Barroso demande des résultats à la Grèce
De passage à Athènes jeudi 26 juillet, le président de la Commission européenne a insisté sur la nécessité pour le pays de faire aboutir les réformes. 11 milliards d’euros d’économies supplémentaires sont exigées par la Troika.
De passage à Athènes jeudi 26 juillet, le président de la Commission européenne a insisté sur la nécessité pour le pays de faire aboutir les réformes. 11 milliards d’euros d’économies supplémentaires sont exigées par la Troika.
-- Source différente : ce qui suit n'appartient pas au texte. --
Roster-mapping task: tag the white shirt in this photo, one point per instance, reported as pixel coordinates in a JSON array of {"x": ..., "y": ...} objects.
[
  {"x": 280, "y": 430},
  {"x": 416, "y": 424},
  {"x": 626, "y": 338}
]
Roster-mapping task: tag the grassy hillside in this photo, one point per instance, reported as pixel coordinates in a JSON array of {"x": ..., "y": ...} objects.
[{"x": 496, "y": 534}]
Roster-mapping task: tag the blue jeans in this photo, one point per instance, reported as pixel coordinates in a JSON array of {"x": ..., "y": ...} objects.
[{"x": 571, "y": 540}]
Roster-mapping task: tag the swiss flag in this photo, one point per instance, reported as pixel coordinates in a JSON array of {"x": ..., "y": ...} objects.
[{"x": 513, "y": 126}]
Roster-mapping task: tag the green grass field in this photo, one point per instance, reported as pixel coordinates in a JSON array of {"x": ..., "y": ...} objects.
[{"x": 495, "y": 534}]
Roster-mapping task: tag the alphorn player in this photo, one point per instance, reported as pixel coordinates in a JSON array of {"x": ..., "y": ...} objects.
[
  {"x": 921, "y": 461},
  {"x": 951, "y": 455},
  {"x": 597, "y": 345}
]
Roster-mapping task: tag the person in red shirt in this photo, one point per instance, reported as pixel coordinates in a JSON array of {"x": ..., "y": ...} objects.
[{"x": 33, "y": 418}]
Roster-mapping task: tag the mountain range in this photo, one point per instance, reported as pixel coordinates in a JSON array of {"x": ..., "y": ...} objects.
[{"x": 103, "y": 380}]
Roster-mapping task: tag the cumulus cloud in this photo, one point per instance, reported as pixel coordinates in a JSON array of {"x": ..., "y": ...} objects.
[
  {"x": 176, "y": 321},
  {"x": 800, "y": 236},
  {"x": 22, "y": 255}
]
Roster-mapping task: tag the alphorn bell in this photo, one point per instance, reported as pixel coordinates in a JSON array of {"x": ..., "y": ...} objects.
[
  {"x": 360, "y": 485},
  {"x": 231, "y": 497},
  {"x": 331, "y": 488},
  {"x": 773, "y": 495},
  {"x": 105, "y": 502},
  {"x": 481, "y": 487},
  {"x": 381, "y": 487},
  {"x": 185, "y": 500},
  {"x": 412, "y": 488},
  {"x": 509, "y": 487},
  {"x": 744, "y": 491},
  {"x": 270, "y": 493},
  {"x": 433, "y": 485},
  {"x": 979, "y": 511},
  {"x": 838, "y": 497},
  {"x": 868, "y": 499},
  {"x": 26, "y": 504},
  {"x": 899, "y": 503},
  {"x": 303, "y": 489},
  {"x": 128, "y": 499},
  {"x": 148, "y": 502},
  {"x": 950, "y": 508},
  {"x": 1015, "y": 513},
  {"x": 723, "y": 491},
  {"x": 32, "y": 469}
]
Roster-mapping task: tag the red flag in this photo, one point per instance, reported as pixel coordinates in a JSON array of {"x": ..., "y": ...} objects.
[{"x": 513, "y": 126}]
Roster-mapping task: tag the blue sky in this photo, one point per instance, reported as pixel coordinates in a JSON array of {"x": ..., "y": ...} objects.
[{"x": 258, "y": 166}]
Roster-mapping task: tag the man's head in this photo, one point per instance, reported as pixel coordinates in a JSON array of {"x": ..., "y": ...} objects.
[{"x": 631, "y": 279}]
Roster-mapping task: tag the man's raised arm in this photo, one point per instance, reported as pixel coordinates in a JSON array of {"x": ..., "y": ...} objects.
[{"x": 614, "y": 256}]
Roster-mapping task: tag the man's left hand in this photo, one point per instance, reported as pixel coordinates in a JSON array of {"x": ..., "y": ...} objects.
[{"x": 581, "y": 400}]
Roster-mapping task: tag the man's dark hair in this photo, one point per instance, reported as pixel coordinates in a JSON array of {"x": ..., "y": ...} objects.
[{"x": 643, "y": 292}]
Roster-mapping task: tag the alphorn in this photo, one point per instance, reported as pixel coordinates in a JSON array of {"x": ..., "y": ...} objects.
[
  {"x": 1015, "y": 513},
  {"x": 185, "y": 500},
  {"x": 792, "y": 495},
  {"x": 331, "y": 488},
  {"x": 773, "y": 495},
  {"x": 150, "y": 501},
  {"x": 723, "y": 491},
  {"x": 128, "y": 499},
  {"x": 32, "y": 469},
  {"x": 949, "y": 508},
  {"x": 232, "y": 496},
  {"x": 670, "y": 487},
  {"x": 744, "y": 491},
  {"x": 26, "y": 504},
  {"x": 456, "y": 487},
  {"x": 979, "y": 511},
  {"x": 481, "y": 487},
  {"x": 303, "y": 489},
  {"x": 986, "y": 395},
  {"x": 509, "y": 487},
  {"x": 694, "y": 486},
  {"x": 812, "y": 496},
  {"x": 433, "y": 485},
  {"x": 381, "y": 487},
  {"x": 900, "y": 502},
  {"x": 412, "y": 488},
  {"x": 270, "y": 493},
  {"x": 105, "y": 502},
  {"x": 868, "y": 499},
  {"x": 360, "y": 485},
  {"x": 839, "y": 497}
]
Pour la première fois depuis 2009, celui qui préside la Commission européenne depuis maintenant 8 ans s’est déplacé en Grèce où il a rencontré le premier ministre Antonis Samaras.
José Manuel Barroso a voulu réaffirmer l’engagement total de l’exécutif européen en faveur du maintien du pays dans la zone euro. « La Grèce appartient à la famille européenne et à la zone euro et nous voulons que ça continue », a-t-il déclaré.
Honorer ses engagements
Au-delà de cette rhétorique habituelle, il a martelé que des « résultats » étaient nécessaires.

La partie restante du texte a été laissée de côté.